Amid all the national talk about deleting oppressors’ names from places and things, Californios are carefully averting their eyes from the elephant in the room: Spanish oppression of native populations in Alta California.
Spanish oppression enjoyed a union of church and state that resulted in well-documented genocide of native populations. Herded into missions by the tip of the lance and forced to toil for the padres, the natives lost their freedom of religion and culture and then their very lives.
Rebellions were crushed.
Every major city in California stinks of Spanish occupation and oppression: Los Angeles, San Francisco, San Diego, Sacramento.
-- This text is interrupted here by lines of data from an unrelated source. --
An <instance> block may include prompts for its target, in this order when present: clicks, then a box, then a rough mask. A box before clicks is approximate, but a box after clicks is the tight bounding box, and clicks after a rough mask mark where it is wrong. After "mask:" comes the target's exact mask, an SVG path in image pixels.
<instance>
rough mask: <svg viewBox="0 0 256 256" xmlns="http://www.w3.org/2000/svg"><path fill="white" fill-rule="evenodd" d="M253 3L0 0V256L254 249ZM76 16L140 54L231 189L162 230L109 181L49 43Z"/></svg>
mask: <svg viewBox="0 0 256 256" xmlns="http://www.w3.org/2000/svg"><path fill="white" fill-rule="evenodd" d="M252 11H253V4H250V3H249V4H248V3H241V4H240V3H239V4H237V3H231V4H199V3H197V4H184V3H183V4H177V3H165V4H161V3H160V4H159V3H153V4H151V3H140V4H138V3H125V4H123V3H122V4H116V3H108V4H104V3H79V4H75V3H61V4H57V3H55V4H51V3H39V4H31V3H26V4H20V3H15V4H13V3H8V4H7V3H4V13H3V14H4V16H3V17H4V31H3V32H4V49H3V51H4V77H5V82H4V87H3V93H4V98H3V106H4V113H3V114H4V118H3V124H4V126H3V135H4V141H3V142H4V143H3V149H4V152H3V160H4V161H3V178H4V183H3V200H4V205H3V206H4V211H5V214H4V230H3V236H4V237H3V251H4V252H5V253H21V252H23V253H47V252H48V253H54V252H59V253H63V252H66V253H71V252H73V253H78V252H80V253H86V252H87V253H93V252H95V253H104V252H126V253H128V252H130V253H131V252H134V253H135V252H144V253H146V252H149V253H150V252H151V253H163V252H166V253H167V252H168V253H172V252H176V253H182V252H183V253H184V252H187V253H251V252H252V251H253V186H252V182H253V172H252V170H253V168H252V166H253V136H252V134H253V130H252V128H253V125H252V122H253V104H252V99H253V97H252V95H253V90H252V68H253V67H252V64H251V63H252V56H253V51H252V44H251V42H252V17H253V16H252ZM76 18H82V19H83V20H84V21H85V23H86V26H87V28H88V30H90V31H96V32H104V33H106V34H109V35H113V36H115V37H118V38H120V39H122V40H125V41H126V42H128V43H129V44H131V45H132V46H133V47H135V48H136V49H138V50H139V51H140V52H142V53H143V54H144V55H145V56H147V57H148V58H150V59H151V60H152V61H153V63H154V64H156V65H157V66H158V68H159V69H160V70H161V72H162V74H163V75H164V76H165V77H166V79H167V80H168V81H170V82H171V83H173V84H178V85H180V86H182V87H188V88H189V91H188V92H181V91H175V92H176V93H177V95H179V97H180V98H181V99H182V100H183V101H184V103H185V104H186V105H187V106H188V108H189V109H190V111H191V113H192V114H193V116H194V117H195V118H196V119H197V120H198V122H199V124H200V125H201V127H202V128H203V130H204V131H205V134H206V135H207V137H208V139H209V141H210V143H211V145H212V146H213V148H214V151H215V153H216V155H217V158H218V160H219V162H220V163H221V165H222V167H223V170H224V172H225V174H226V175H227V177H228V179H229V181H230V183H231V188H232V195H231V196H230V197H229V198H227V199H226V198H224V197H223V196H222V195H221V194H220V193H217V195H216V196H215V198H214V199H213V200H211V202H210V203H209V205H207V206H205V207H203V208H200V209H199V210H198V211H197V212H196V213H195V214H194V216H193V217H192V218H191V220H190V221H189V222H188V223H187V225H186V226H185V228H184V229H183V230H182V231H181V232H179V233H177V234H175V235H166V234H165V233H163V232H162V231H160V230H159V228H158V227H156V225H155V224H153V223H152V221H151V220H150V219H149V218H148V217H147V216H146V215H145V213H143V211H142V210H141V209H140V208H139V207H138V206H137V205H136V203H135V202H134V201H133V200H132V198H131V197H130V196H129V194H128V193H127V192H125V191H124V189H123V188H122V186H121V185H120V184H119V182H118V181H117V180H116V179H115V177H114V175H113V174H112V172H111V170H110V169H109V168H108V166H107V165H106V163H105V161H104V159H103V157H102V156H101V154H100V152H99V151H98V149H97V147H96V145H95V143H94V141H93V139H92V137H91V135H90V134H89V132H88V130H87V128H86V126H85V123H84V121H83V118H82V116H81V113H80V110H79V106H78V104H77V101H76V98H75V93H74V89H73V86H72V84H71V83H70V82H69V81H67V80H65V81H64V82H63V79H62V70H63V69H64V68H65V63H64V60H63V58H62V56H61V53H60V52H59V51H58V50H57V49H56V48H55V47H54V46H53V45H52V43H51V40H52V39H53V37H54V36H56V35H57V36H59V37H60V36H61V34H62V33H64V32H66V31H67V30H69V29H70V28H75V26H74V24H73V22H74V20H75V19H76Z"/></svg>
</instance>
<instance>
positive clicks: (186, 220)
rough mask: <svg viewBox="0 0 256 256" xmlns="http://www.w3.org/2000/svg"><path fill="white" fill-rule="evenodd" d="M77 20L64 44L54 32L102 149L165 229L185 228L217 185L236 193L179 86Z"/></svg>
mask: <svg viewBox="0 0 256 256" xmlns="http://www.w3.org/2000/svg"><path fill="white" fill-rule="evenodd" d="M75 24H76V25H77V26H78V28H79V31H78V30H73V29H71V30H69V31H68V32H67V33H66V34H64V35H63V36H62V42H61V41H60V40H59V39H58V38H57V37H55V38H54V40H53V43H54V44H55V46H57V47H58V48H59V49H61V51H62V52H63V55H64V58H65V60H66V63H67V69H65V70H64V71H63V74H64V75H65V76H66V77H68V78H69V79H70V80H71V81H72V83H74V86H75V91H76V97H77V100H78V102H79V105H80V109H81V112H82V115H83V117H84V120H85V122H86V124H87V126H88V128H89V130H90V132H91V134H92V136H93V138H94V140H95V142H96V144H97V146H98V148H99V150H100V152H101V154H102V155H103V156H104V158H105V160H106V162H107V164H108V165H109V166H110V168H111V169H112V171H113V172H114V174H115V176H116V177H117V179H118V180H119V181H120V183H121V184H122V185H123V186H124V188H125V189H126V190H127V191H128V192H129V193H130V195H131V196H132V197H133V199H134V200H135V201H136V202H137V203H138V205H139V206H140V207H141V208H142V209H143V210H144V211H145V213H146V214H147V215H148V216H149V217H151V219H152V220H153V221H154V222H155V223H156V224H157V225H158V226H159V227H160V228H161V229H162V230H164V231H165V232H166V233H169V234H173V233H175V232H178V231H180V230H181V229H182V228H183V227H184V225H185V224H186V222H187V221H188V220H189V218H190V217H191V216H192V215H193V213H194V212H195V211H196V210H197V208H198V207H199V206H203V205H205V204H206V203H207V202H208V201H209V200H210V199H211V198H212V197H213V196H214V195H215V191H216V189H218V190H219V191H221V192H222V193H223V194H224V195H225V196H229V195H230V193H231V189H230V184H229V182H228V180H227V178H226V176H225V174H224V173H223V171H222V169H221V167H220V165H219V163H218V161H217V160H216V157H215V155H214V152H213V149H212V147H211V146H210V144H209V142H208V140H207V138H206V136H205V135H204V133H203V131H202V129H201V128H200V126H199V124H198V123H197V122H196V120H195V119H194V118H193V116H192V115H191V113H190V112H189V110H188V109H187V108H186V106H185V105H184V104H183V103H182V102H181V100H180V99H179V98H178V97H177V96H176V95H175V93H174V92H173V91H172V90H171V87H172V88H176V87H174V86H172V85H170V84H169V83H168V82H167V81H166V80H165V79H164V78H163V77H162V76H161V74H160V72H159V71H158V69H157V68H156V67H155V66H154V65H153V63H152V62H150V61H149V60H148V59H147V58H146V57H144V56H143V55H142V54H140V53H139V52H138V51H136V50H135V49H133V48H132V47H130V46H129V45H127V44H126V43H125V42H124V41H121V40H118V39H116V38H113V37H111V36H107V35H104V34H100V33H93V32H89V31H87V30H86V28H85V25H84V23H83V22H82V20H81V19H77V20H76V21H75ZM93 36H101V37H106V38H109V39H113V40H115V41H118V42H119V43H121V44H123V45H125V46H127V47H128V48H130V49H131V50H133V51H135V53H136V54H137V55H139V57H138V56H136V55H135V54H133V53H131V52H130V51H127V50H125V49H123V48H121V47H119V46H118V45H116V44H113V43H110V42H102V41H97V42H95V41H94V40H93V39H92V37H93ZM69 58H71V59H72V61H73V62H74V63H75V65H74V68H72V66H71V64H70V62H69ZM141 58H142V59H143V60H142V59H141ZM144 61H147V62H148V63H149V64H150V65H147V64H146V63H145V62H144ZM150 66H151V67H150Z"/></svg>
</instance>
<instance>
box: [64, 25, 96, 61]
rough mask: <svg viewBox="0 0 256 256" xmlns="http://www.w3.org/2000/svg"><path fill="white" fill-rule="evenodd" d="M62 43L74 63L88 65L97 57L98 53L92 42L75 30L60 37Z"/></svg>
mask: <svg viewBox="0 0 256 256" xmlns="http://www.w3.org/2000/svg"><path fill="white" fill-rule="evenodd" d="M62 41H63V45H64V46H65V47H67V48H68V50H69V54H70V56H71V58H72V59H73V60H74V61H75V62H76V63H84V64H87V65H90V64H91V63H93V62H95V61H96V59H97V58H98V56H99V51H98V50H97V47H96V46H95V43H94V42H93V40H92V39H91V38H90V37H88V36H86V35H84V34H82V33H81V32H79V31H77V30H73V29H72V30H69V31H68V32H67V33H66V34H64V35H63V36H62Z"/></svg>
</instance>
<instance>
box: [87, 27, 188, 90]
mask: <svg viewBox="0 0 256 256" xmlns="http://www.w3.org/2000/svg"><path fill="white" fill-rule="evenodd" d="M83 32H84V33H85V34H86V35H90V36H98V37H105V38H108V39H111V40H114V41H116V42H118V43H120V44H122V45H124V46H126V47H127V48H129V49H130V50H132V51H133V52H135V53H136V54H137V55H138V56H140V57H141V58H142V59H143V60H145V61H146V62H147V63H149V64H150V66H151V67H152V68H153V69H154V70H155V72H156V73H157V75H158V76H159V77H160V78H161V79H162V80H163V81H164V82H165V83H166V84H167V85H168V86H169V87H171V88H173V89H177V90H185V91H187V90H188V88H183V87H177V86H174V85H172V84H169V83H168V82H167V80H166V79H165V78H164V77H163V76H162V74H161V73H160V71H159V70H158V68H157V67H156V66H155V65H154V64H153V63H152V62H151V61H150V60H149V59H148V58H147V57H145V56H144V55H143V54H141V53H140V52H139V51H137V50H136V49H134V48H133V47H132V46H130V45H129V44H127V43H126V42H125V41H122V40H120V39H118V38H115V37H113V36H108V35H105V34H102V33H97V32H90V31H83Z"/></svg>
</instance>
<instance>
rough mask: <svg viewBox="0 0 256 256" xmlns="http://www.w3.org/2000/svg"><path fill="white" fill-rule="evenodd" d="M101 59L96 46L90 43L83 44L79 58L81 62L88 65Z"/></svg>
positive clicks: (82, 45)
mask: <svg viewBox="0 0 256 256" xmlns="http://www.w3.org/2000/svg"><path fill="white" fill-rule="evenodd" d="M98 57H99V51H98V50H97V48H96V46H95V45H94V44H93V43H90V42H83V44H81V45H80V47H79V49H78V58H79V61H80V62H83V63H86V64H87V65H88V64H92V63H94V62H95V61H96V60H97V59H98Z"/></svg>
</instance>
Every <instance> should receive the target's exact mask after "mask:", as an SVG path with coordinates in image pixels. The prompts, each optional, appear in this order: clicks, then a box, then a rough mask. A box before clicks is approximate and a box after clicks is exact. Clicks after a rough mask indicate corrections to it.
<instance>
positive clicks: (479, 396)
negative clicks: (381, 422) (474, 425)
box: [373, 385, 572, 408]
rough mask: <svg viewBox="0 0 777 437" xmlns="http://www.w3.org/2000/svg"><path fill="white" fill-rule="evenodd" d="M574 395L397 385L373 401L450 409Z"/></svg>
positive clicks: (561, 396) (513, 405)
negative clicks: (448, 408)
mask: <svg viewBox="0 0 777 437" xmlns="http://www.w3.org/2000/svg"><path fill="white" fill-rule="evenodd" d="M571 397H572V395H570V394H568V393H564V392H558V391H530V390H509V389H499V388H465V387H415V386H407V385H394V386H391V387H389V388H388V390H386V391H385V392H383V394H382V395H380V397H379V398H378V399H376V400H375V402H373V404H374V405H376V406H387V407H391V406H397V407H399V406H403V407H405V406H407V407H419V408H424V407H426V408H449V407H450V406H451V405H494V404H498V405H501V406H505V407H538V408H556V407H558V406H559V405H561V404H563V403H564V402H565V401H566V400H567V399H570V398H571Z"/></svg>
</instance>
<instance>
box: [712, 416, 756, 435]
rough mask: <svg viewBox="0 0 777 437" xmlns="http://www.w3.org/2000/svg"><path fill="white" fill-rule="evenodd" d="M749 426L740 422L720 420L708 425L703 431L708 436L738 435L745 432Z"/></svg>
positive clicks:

And many lesser towns: Santa Barbara, Ventura, San Jose, Santa Clara, Pasadena, Palo Alto, Santa Paula, Santa Clara, Santa Clarita, San Luis Obispo.
Following rules of the current cultural revolution sweeping the country, all Spanish place names will have to be replaced with native designations.
Olvera Street and El Camino Real will be gone.
But the general population will object, saying this occurred in the distant past, we cannot give up our cultural heritage, we are not responsible for the sins of previous generations. You cannot destroy our history for the sake of recently imposed standards of behavior.
Descendants of native populations will demand reparations from California taxpayers for land seized and lives lost. Missions will have to be leveled.
If Mississippi can part with the Confederate flag, California can part with Spanish names.
This is not unprecedented. In the Midwest, entire states have native place names. Illinois, Wisconsin, Michigan, Iowa, Minnesota, the Dakotas, Oklahoma, Nebraska, Missouri, Mississippi. And cities: Chicago, Milwaukee, Chippewa Falls, Sioux City, Omaha, Oshkosh. And small towns: Winnebago, Pecatonica, Muskego, Menomonie, Pontiac.
Replacement could be phased in gradually. For example, references to Santa Clarita could include both the old name and its replacement: Santa Clarita — Tatavia. Then, old signage would be replaced with the native name.
Sacramento would be a good place to start. Who wants to organize the protest?